Le film s’organise autour des principales étapes du « régime progressif » du centre de détention. L’idée étant de faire évoluer le spectateur des quartiers les plus stricts vers les moins stricts pour mieux comprendre que le « régime de confiance » se mérite.
Il débute avec l’entrée en détention d’un détenu imaginaire vu de dos et se clôture par la levée d’écrous et la sortie de ce même détenu imaginaire.
Les images de ce détenu imaginaire seront en noir et blanc pour marquer la frontière entre ce personnage fictif et la réalité des images concernant le quotidien du centre de détention.

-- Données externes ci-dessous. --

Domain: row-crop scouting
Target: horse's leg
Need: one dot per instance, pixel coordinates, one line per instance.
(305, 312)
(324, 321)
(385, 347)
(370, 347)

Au cours des différentes étapes, les thèmes suivants seront abordés : l’incarcération et la vie quotidienne du détenu, la discipline, le suivi médical, le travail, le rôle du personnel pénitentiaire et le fonctionnement du centre de détention de Muret présenté par son directeur (spécificité, chiffres et effectifs, bref historique).
L’importance de l’architecture sera abordée de façon transversale tout au long du film par des images mettant en valeur le rapport à l’espace et des fragments d’interview insistant sur la particularité de l’architecture du CDD de Muret.
3 grands chapitres découpent les différentes séquences du film :
– Le détenu et la discipline (vie quotidienne du détenu et quartier disciplinaire)
– Vers la réinsertion par le travail et l’autonomie (travail, activités sportives et régime de confiance)
– Le personnel pénitentiaire et la fiche d’identité du centre de détention (Suivi médical, personnel de surveillance et fiche d’identité du centre présentée par la direction).